Tangible data of normal distributed data

A classical example for a normally distributed variable is height. However, I kept on looking for data as to the mean and sd for some populations, such as Germany. Now I found some reliably looking data here.

We will not question whether the assumption of normality holds, we just assume it.

In the source, we can read that in Germany, the adult men population has the following parameters:

mean: 174cm
sd: 7cm

For women:

mean: 163cm
sd: 7cm

Let’s play around with these numbers and plug them into the normal formula. To keep things straight, we will enjoy the comfort of the xpnorm and xqnorm functions provided by the R package mosaic. We can plug 174 right into xpnorm.

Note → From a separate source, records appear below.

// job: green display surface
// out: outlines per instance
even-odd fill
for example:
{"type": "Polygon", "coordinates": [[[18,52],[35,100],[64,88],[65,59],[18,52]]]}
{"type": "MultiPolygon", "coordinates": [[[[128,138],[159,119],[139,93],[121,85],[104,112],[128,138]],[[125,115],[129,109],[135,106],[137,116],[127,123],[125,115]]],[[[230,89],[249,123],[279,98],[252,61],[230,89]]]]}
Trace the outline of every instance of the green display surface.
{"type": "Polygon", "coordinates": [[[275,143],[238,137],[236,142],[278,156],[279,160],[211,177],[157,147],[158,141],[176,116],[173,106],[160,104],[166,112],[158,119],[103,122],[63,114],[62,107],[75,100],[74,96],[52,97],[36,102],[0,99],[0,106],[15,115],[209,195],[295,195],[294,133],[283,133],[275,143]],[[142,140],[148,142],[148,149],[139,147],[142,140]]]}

The function is an extended version (hence x) of pnorm function, which gives back the percentile or probability (hence p) of some value which is distributed normally (hence norm).

Say, for instance, we wonder how many men are taller than some one (male) of height 174cm:

library(mosaic)
## Loading required package: dplyr
## Warning: package 'dplyr' was built under R version 3.5.1
## 
## Attaching package: 'dplyr'
## The following objects are masked from 'package:stats':
## 
##     filter, lag
## The following objects are masked from 'package:base':
## 
##     intersect, setdiff, setequal, union
## Loading required package: lattice
## Loading required package: ggformula
## Loading required package: ggplot2
## 
## New to ggformula?  Try the tutorials: 
##  learnr::run_tutorial("introduction", package = "ggformula")
##  learnr::run_tutorial("refining", package = "ggformula")
## Loading required package: mosaicData
## Loading required package: Matrix
## 
## The 'mosaic' package masks several functions from core packages in order to add 
## additional features.  The original behavior of these functions should not be affected by this.
## 
## Note: If you use the Matrix package, be sure to load it BEFORE loading mosaic.
## 
## Attaching package: 'mosaic'
## The following object is masked from 'package:Matrix':
## 
##     mean
## The following object is masked from 'package:ggplot2':
## 
##     stat
## The following objects are masked from 'package:dplyr':
## 
##     count, do, tally
## The following objects are masked from 'package:stats':
## 
##     binom.test, cor, cor.test, cov, fivenum, IQR, median,
##     prop.test, quantile, sd, t.test, var
## The following objects are masked from 'package:base':
## 
##     max, mean, min, prod, range, sample, sum
xpnorm(q = 174, 
       mean = 174,
       sd = 7)
## 
## If X ~ N(174, 7), then
##  P(X <= 174) = P(Z <= 0) = 0.5
##  P(X >  174) = P(Z >  0) = 0.5
## 

## [1] 0.5

Simple, right? The z-value as indicated in the figure is the answer to the question: “Relative to the SD \(sd\), how far are you (\(x_i\)) from the mean value \(\mu\)?”. Mathy: \(z = (x_i-\mu) / sd\). In this case: \(z = (174 - 174) / 7 = 0\). This point falls right on the mean, zero distance from the mean, hence \(z=0\).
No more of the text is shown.